The words “pleasure of discovery” are also written around the message in a variety of languages, and Mastcam-Z follows in the footsteps of the Pioneer program with images of Earth’s early life forms like cyanobacteria, a fern and a dinosaur. There are also line drawings of a man and woman, similar to those on the Pioneer plaques.
Fans of geocaching — a treasure-hunting game in which people use GPS to hide and find treasures — will enjoy knowing that the rover team hid a special coin made of helmet-visor material on one of the instruments. The NASA statement called it a geocache “extra distant than every other.”
The coin is part of the calibration target for the SHERLOC (Scanning Habitable Environments with Raman & Luminescence for Organics & Chemicals) instrument and is etched with the address of its famous narrative namesake (221b Baker Street in London).

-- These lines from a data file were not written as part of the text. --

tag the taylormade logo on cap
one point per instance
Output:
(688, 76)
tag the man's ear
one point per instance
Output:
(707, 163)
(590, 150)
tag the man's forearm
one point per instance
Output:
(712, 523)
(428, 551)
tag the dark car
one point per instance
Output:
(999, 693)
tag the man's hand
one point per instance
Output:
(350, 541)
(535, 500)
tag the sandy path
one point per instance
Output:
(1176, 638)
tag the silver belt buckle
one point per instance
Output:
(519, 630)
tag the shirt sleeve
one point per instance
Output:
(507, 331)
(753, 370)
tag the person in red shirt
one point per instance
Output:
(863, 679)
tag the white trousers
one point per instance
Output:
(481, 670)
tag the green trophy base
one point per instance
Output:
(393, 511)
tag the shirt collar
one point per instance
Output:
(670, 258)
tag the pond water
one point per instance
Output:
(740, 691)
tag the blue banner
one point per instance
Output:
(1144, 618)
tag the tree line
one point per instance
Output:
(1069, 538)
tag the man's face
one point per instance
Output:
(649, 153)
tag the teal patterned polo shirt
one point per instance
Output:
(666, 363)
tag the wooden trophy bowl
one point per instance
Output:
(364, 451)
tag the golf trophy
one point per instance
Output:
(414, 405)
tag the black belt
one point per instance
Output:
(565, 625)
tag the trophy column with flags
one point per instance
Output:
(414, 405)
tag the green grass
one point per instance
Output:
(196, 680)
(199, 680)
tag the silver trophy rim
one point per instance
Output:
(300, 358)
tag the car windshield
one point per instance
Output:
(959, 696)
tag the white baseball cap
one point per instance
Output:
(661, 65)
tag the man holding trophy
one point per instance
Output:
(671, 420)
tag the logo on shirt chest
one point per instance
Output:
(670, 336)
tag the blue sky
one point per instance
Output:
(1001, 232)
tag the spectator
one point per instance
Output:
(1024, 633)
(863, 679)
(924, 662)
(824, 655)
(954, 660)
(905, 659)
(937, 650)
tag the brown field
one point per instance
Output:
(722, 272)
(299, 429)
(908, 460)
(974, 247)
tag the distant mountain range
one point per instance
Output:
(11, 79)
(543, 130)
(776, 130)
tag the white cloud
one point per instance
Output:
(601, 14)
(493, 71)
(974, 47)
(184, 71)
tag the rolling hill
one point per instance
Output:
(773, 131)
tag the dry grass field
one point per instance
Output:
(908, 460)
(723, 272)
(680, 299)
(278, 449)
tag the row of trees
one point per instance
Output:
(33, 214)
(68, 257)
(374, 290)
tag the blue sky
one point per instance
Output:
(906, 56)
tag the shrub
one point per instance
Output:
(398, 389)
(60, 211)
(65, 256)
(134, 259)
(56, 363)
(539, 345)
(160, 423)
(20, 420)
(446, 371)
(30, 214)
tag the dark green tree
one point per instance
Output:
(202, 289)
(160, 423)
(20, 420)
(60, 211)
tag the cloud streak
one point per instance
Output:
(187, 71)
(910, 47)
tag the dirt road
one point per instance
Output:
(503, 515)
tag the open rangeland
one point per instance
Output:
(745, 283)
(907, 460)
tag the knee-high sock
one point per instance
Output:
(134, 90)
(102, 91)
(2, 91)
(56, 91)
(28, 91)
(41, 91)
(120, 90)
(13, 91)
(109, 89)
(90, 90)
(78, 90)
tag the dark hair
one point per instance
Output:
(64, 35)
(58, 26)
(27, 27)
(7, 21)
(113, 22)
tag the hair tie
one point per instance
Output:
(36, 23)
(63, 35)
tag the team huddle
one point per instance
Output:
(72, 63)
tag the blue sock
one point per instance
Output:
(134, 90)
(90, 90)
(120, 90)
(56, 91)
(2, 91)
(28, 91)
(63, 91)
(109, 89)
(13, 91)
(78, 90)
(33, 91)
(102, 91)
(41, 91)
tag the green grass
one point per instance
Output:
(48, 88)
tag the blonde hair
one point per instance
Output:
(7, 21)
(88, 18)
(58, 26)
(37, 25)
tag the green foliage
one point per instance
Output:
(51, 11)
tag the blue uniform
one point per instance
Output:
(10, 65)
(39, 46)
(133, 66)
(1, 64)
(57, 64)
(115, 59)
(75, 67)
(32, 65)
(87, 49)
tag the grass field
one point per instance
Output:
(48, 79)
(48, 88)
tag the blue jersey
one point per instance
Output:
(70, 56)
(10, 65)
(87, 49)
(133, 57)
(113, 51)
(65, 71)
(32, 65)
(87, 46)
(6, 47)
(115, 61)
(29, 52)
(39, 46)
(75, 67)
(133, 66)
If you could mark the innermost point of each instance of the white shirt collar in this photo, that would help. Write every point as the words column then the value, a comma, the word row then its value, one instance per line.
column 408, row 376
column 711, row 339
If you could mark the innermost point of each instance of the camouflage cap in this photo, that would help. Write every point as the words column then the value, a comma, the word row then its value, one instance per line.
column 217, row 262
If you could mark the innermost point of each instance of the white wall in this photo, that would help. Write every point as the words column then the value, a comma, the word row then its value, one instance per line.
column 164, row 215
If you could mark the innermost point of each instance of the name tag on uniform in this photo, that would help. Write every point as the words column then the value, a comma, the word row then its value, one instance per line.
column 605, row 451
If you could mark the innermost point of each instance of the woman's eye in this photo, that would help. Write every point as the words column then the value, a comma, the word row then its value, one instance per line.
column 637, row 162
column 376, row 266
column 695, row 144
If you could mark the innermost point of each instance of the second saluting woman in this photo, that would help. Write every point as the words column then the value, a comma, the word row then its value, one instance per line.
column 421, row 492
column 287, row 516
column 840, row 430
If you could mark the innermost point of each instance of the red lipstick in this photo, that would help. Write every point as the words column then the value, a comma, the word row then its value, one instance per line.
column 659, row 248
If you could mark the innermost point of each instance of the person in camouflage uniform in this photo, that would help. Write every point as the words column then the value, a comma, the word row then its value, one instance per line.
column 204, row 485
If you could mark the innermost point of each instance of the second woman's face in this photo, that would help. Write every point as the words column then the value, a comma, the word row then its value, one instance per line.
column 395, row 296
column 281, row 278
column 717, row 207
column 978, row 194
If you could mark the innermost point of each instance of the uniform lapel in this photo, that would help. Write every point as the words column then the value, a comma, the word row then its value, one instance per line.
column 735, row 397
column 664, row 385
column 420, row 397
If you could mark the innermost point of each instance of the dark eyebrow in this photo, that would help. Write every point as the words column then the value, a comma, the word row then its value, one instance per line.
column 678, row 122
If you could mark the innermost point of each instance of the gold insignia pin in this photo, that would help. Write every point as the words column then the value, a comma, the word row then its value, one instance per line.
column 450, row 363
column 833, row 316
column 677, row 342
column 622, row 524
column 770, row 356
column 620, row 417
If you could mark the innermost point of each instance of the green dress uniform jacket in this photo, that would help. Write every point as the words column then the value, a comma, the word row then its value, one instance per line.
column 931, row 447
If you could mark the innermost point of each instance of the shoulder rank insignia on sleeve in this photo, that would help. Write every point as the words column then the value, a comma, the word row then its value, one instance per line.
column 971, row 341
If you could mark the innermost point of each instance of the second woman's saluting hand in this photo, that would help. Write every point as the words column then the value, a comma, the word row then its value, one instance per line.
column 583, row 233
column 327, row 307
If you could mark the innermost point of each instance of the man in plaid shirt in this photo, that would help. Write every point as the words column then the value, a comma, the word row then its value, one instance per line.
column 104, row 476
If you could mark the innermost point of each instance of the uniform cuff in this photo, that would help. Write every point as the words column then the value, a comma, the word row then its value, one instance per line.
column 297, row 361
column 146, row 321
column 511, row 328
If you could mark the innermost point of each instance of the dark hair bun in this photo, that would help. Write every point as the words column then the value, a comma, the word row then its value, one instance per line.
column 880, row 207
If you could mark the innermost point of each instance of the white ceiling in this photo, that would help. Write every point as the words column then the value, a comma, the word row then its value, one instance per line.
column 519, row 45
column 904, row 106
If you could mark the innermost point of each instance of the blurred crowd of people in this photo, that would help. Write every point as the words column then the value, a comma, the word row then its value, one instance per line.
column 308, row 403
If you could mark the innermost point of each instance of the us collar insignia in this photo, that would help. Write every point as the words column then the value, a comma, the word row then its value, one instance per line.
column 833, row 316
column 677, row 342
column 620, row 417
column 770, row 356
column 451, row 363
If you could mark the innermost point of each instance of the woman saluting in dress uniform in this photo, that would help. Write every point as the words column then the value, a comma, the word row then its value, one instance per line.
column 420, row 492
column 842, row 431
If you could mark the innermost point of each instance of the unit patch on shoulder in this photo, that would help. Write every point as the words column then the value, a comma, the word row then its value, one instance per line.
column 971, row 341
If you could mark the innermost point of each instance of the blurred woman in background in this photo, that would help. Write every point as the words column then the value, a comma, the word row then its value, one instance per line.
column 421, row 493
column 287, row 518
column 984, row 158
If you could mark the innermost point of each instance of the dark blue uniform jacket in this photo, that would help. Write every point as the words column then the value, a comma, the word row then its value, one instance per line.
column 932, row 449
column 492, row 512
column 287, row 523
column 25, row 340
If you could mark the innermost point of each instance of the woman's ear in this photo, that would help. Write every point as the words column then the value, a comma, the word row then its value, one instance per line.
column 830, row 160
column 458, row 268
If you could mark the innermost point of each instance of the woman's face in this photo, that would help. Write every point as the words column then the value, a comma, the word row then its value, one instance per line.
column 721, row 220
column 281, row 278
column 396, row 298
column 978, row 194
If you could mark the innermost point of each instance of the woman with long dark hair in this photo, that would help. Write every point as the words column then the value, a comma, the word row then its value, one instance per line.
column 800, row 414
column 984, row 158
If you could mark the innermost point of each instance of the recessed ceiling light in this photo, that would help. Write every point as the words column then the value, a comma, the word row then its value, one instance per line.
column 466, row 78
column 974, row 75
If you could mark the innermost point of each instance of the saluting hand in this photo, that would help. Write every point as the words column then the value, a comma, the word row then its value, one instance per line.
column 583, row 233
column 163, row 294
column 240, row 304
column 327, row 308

SHERLOC is also adorned with a slice of Martian meteorite and four other samples of spacesuit materials. While it’s cool to have some of NASA’s spaceflight history on Mars, the space agency also included the spacesuit material to see how it holds up on the Martian surface.
Finally, the scientists who constructed Perseverance’s SuperCam added their very own slice of Martian meteorite. SuperCam is a laser placed on the rover to vaporize bits of the Martian floor so as to decide the composition. The particular little bit of meteorite scientists added to the instrument made a round-trip journey to the International Space Station earlier than it hitched a experience on Perseverance to Mars.
All of those enjoyable little knick-knacks and memorabilia will contact down on Mars on Feb. 18.